21st Workshop on Multiword Expressions (MWE 2025)
Colocated with: NAACL-2025
Date of the Workshop: May 3/4, 2025
Organised and sponsored by:
The Special Interest Group on the Lexicon (SIGLEX) of the Association for Computational Linguistics (ACL), SIGLEX’s Multiword Expressions Section (SIGLEX-MWE).
News
Contents on this page
TBD
TBD
TBD
To attend the workshop (either in person or virtually), please register through NAACL 2025’s registration system. Note that to attend MWE 2025, it is sufficient to select this workshop during registration; you do not have to register for the main conference.

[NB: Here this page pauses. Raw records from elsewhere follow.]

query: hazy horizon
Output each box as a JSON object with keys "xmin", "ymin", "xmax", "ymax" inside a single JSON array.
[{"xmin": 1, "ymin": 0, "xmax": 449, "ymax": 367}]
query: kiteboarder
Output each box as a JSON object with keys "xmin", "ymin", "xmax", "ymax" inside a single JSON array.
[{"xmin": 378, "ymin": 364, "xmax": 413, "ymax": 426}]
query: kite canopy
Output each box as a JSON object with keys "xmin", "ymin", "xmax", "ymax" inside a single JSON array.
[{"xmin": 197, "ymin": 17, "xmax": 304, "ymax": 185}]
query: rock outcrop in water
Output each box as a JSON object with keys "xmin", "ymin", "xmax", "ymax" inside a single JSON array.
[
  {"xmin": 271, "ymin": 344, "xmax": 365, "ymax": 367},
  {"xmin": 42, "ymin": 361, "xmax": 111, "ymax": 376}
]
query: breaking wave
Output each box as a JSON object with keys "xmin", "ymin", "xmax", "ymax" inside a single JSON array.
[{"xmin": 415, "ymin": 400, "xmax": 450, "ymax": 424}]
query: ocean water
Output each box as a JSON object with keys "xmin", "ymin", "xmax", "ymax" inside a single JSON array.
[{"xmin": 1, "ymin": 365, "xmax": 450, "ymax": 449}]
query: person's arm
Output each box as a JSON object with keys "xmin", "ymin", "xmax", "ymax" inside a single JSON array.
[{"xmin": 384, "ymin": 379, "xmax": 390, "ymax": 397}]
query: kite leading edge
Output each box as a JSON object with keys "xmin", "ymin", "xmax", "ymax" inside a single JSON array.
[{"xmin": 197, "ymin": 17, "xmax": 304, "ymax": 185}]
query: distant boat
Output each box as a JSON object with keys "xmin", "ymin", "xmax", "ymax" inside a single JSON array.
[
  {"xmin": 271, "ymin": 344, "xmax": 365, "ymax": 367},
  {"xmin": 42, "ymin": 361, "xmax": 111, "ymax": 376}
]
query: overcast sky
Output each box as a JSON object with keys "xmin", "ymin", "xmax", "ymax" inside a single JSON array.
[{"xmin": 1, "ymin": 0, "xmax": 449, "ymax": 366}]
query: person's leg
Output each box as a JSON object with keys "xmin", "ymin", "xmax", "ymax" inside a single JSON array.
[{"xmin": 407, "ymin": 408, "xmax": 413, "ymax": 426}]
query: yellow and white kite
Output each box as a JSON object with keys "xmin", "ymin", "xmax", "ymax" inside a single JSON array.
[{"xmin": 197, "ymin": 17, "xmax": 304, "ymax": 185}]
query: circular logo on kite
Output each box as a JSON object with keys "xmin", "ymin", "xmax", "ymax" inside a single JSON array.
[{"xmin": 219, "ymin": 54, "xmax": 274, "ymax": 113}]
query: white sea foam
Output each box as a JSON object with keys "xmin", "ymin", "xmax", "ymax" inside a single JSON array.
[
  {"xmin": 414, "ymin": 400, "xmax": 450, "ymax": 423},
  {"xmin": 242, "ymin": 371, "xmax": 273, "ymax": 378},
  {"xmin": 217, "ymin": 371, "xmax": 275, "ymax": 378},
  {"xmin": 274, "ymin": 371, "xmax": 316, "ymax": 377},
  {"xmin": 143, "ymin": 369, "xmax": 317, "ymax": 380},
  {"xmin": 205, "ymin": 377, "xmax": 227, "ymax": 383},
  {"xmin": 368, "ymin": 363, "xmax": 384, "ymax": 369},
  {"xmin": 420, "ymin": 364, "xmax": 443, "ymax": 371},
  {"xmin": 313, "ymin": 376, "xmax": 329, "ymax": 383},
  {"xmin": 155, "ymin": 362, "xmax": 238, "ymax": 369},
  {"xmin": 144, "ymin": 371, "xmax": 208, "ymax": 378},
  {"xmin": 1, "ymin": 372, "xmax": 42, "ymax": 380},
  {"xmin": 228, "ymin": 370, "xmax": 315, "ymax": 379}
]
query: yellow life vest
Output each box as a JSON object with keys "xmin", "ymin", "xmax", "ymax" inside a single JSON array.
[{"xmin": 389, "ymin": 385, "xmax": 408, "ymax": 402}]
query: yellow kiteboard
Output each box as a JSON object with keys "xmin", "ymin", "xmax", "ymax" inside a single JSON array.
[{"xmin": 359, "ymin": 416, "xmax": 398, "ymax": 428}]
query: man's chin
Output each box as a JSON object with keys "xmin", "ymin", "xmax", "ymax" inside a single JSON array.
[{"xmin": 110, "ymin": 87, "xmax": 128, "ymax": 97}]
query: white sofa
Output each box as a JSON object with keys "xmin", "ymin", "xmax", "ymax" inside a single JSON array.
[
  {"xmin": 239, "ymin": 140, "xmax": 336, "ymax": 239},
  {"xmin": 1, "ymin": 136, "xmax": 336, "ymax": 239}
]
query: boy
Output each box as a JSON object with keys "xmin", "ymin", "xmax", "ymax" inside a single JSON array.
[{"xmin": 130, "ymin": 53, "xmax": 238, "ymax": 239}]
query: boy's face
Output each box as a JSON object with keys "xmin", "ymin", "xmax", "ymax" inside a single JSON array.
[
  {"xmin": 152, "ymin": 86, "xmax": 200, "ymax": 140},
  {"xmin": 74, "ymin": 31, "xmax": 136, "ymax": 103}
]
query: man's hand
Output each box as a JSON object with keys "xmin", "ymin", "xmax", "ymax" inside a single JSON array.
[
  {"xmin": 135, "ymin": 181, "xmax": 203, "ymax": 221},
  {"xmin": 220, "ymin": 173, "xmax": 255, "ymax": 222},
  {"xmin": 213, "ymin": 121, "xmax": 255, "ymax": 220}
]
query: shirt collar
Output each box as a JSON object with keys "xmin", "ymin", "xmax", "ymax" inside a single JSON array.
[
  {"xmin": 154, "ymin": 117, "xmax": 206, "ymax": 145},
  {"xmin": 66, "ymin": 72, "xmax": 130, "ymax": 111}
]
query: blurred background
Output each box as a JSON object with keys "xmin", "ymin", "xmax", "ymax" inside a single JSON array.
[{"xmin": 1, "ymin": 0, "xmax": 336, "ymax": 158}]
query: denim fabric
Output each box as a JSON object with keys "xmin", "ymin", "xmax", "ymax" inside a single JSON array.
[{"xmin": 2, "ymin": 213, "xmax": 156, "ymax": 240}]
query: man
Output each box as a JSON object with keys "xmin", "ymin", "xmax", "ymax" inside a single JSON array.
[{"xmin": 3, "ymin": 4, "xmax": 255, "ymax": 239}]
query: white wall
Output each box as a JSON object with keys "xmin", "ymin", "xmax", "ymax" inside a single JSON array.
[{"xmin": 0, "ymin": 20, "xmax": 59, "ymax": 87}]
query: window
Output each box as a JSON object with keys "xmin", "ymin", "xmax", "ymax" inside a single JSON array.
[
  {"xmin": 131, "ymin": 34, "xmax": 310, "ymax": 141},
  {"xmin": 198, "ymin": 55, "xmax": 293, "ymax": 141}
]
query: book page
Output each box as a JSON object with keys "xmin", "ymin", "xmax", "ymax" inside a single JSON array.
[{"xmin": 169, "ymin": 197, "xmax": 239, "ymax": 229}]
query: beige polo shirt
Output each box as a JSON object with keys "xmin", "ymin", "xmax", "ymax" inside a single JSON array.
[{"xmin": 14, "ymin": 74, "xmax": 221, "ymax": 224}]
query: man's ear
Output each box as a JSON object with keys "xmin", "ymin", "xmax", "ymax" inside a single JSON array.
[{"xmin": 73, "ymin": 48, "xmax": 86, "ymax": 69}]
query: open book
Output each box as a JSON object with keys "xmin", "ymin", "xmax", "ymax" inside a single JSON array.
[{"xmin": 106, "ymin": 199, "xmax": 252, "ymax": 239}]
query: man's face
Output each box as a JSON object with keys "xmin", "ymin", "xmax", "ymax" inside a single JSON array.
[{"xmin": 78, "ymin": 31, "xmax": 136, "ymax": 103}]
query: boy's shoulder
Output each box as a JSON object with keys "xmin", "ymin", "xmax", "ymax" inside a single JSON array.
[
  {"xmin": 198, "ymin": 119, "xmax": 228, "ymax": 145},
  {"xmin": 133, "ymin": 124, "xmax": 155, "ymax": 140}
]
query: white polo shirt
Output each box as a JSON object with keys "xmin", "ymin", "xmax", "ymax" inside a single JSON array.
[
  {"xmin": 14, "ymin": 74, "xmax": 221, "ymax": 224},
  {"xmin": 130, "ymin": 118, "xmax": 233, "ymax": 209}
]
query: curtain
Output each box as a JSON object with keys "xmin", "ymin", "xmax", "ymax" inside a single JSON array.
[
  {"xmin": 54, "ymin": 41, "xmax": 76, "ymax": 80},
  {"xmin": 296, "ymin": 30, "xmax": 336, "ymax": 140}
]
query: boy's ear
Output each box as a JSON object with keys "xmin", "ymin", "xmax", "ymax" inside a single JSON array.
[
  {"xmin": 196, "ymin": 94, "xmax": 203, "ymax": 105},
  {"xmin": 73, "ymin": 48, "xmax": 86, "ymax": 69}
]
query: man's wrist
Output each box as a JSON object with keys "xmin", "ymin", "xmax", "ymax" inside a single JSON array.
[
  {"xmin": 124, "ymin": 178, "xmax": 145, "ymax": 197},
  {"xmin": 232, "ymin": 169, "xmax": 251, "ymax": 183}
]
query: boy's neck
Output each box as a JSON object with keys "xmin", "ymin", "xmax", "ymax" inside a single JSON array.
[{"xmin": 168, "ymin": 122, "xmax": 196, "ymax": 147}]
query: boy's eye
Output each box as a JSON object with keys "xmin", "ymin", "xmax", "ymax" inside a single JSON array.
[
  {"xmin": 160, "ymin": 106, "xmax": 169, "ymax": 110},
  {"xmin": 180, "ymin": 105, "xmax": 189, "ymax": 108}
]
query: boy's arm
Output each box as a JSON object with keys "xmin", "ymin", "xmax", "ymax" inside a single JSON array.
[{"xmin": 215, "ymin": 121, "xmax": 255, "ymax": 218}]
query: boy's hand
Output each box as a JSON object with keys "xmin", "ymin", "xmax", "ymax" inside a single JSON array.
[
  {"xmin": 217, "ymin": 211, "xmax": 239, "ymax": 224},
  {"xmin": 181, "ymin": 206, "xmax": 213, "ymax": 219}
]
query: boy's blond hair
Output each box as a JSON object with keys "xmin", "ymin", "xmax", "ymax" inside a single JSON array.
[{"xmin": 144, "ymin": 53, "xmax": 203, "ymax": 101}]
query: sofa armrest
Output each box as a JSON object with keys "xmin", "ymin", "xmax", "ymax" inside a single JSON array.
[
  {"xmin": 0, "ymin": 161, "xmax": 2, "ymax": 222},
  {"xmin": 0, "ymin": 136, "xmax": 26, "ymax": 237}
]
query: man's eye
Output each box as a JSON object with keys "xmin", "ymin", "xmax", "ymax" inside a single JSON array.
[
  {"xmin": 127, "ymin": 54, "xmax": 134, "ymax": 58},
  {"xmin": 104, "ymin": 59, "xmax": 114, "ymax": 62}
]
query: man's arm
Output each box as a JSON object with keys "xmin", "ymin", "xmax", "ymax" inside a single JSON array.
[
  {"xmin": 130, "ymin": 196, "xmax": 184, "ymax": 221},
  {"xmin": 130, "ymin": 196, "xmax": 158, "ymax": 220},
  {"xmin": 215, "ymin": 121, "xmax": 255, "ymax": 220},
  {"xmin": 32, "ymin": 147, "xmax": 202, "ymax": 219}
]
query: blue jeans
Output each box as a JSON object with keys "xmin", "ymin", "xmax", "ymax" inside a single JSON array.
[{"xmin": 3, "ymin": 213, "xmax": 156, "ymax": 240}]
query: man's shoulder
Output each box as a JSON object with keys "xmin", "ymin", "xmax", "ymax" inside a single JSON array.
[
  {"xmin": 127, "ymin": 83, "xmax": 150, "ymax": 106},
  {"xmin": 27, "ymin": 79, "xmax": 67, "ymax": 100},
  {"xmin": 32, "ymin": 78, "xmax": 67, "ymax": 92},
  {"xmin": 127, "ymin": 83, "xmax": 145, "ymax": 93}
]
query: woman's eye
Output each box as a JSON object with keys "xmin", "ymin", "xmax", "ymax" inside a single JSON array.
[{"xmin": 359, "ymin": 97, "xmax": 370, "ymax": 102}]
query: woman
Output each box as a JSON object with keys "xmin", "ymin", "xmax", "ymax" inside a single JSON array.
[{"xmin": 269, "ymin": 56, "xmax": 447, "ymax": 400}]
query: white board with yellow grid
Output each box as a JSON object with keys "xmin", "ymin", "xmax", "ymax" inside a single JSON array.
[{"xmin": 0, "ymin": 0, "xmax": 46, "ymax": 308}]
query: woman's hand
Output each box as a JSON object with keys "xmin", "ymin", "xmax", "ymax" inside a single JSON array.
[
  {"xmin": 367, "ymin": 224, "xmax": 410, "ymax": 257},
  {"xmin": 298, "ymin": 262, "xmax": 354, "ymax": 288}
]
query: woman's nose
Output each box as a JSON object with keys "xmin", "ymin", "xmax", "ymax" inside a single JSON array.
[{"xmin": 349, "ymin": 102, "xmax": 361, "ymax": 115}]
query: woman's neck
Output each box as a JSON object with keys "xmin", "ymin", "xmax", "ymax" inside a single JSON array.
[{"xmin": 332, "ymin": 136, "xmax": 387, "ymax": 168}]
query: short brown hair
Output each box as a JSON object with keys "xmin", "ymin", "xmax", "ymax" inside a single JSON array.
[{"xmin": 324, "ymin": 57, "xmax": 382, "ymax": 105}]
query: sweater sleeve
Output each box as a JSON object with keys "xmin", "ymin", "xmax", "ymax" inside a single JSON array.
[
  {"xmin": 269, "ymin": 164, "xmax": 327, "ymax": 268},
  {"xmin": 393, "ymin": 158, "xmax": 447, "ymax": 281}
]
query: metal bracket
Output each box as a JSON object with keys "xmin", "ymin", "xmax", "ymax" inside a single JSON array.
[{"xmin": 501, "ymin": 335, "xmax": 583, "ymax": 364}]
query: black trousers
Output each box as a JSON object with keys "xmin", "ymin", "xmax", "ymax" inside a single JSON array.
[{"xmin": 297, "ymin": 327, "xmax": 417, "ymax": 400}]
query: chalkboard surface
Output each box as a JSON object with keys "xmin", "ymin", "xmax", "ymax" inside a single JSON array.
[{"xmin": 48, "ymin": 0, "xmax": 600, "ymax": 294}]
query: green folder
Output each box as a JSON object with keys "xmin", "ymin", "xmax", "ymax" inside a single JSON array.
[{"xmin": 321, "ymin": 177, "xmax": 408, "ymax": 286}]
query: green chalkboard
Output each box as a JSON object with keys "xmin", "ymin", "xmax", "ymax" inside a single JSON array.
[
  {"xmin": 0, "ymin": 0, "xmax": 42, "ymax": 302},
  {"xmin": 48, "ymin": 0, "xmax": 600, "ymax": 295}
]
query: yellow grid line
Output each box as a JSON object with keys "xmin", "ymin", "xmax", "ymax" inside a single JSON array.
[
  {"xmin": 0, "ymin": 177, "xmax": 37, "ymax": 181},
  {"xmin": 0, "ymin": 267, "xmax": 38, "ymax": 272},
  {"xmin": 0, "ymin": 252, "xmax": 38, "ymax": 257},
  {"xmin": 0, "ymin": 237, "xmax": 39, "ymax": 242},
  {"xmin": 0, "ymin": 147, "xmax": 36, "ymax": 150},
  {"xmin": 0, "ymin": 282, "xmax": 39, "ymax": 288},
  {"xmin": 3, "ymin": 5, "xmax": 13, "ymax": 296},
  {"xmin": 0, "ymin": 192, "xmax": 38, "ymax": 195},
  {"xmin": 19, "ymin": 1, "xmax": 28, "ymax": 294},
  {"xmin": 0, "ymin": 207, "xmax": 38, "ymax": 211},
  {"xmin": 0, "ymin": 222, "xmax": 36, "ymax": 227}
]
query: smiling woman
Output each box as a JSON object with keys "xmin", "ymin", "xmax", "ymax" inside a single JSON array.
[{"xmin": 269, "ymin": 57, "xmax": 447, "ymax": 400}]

Multiword expressions (MWEs), i.e., word combinations that exhibit lexical, syntactic, semantic, pragmatic, and/or statistical idiosyncrasies (Baldwin and Kim, 2010), such as “by and large”, “hot dog”, “make a decision” and “break one’s leg” are still a pain in the neck for Natural Language Processing (NLP). The notion encompasses closely related phenomena: idioms, compounds, light-verb constructions, phrasal verbs, rhetorical figures, collocations, institutionalized phrases, etc. Given their irregular nature, MWEs often pose complex problems in linguistic modeling (e.g. annotation), NLP tasks (e.g. parsing), and end-user applications (e.g. natural language understanding and Machine Translation), hence still representing an open issue for computational linguistics (Constant et al., 2017).
For more than two decades, modelling and processing MWEs for NLP has been the topic of the MWE workshop organised by the MWE section of SIGLEX in conjunction with major NLP conferences since 2003. Impressive progress has been made in the field, but our understanding of MWEs still requires much research considering their need and usefulness in NLP applications. This is also relevant to domain-specific NLP pipelines that need to tackle terminologies most often realised as MWEs. Following previous years, for this 19th edition of the workshop, we identified the following topics on which contributions are particularly encouraged:
- MWE processing to enhance end-user applications: MWEs have gained particular attention in end-user applications, including Machine Translation (MT) (Zaninello and Birch, 2020), simplification (Kochmar et al., 2020), language learning and assessment (Paquot et al., 2020), social media mining (Pelosi et al., 2017), and abusive language detection (Zampieri et al. 2020). We believe that it is crucial to extend and deepen these first attempts to integrate and evaluate MWE technology in these and further end-user applications.
- MWE processing and identification in the general language, as well as in specialized languages and domains: Multiword terminology extraction from domain-specific corpora (Lossio-Ventura et al, 2014) is of particular importance to various applications, such as MT (Semmar and Laib, 2017), or for the identification and monitoring of neologisms and technical jargon (Chatzitheodorou and Kappatos, 2021).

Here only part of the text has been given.